A compromise on the overlapping family reunions and military drills could signal a willingness to explore other, far more contentious issues, according to Robert Carlin, a former US State Department official and contributor to the closely-followed North Korea-dedicated website, 38 North.

"When they want to be - which unfortunately is not all that often - both sides are capable of imaginative solutions to what, at first, look to be intractable problems," Carlin said in post on the website.

There were already signs of a shift in position at Wednesday's first round talks, with the North's demand that the annual South Korea-US exercises be postponed.

North Korea routinely condemns the drills as provocative rehearsals for war, and its previous position has always been to demand their permanent cancellation.

By calling for this year's exercises to be delayed, Pyongyang seemed to indicate that it could live with them actually going ahead - if Seoul and Washington conceded on the scheduling.

"Depending on whether both sides are looking for progress or want to dig in their heels, this would seem to have opened the way to explore various compromises," Carlin said.

For the moment, Seoul's response has been an unequivocal rejection of any change to the military drills, on the principle that there can be no linkage between them and an essentially humanitarian issue like the family reunions.

That position was echoed on Thursday by visiting US Secretary of State John Kerry, who urged Pyongyang to act with "human decency" and not try and use "one (issue) as an excuse to somehow condition the other".

Kerry left for China on Friday morning following his brief stop in Seoul, where he discussed efforts to curb North Korea's nuclear weapons programme with Park and other officials.
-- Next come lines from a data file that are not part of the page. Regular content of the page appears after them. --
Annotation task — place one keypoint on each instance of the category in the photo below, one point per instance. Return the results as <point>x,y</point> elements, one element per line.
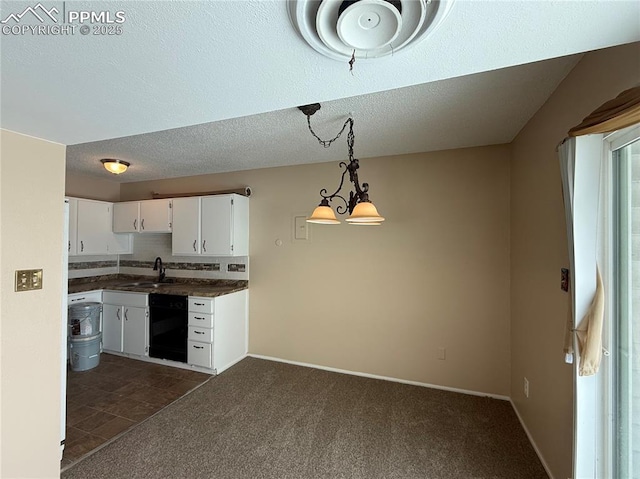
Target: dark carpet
<point>263,419</point>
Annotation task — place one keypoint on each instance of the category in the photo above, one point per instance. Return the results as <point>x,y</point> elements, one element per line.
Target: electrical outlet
<point>28,279</point>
While welcoming the North-South talks in Panmunjom, Kerry stressed that Washington was not ready to accede to Pyongyang's demand that it get involved in direct negotiations.

"We've been through that exercise previously, we want to know that this is real," he said, adding North Korea had to take "meaningful action" towards denuclearisation before a dialogue could begin.

"The US will not accept talks for the sake of talks," he said.

North Korea and its main ally China have both urged a resumption of stalled six-party negotiations on the North's nuclear programme, but South Korea and the US have resisted.

During his visit to China, Kerry indicated that he would push Beijing to do more to rein in Pyongyang's nuclear ambitions.

"China has a unique and critical role it can play... and no country has a greater potential to influence North Korea," he said, praising moves by Beijing last year to help reduce tensions after Pyongyang carried out its third nuclear test.

An analysis of new satellite images posted on the 38 North website Friday showed stepped up excavation activity at the North's main nuclear test site, although there were no signs that any further test was imminent.